Auf dem Wjatka-Boden wurden die Wehrmachtsoldaten behandelt und umerzogen
Aus den Büchern und Filmen kennen wir die Lage sowjetischer Kriegsgefangener in faschistischen Lagern. Die Hitlerschen Direktiven verordneten alle Kriegsgefangenen zu vernichten, die für den Nazismus gefährlich sein konnten - Kommissare, Russen, Intellektuellen, Juden usw. Auf keine Weise zu vergleichen mit diesen verbrecherischen Befehlen ist die "Verfügung über Kriegsgefangene", angenommen vom Rat der Volkskommissare der UdSSR am 1.Juli 1941. Dementsprechend war verboten, Kriegsgefangene zu beleidigen, sich ihnen gegenüber zu benehmen; es wurde verordnet, sie mit Kleidung, Nahrungsmittel zu versorgen; in der medizinischen Betreuung wurden sie den Militärpersonen der Roten Armee gleichgesetzt.
In örtlichen Archiven sind Zeugnisse über die Unterbringung auf dem Territorium der Region in den Kriegsjahren von acht Sonderspitälern für Kriegsgefangene erhalten geblieben: in den Rayons Belaja Choluniza, Werchnekamsk, Werchoschishemje, Wjatskije Poljany, Oritschi, Chalturin und Faljonki.
Man bereitete sich auf die Ankunft ausländischer "Gäste" vor: Territorien von Spitälern wurden umzäunt mit Wänden von 2,5 m hoch und Stacheldraht oben, es wurden Wachtürme aufgestellt, Bewachungshäuser, zweirängige Pritschen wie in einem Waggon.

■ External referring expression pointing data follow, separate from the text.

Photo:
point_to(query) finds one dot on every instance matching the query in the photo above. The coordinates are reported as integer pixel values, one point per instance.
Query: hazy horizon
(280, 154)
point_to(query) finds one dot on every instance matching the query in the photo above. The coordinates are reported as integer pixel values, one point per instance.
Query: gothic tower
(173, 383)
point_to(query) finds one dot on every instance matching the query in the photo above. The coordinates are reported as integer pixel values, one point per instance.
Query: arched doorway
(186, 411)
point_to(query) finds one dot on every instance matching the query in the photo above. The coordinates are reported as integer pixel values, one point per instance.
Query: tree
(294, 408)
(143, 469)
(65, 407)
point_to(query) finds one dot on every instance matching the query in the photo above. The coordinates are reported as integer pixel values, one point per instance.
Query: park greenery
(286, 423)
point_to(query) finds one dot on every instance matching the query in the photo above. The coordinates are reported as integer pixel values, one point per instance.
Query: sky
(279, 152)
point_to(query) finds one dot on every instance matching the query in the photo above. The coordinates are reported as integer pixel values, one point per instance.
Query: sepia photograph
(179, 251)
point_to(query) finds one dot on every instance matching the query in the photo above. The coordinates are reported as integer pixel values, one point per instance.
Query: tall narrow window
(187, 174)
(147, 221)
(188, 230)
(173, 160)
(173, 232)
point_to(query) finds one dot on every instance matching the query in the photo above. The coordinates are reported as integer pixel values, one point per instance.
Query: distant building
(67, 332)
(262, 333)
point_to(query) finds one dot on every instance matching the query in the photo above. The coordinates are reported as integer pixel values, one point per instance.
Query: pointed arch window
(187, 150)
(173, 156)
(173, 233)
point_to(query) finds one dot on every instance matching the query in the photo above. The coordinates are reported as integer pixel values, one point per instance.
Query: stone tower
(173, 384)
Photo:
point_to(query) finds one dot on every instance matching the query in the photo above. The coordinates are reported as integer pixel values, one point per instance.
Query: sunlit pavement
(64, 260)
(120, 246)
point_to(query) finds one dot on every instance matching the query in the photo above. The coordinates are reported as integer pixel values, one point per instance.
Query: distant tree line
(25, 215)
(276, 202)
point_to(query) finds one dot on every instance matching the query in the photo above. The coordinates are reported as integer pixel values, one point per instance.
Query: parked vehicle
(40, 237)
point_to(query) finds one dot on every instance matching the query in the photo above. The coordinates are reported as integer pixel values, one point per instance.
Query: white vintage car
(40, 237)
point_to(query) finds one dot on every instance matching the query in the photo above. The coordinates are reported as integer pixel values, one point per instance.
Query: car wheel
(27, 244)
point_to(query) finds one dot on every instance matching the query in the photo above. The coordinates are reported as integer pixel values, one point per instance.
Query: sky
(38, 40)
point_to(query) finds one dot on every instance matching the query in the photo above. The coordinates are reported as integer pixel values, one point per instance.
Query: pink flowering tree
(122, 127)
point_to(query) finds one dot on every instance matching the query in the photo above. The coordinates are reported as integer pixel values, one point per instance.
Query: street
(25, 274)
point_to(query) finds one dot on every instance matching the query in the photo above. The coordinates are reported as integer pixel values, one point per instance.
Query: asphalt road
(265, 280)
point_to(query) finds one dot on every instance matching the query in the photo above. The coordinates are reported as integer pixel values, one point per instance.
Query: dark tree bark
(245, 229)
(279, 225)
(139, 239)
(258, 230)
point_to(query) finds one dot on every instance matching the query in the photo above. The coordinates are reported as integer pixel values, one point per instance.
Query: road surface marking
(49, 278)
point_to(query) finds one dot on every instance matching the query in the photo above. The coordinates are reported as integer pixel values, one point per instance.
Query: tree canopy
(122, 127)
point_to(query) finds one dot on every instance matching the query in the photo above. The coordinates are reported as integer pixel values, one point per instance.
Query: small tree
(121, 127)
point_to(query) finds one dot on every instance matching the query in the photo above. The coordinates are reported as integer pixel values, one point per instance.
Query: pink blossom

Unter dem "Spezkontingent" (Sonderbestand an Menschen - Übers.) gab es Intaliener, Deutsche, Ungarn,Rumänen, Österreicher, Tschechen, Polen, Juden, als auch Russen, die bei den Deutschen gedient hatten, und die "Wlassower". Hier waren auch ehemalige Rotarmisten. Die politischen Berichte erklärten, auf welche Weise sie zu "Fremden unter unseren" geworden waren: "Die absolute Mehrheit unter ihnen befand sich in den Kriegsgefangenenlagern zu jener Zeit, als die Rote Armee die feindliche Armee umrungen hatte, auf diese Weise wurden sowohl feindliche Soldaten, als auch ehemalige Rotarmisten gefangengenommen..." Sie standen auch unter Bewachung, hatten kein Recht auf den Briefwechsel mit der Verwandtschaft und durften nicht, mit Krankenschwestern und -pflegerinnen zu sprechen. Sogar das einfachste "Guten Tag" wurde nicht gestattet. (Erinnern Sie sich wohl an Andrej Sokolov aus der Erzählung von M-.Scholochov "Eines Menschen Schicksal"? Er, geflüchtet aus deutscher Gefangenschaft mit einem deutschen Auto in einer deutscher Uniform, wurde ernährt, im Bad gewaschen, er bekam einen Urlaub nach Hause. Ob man dem Klasssiker glauben darf?)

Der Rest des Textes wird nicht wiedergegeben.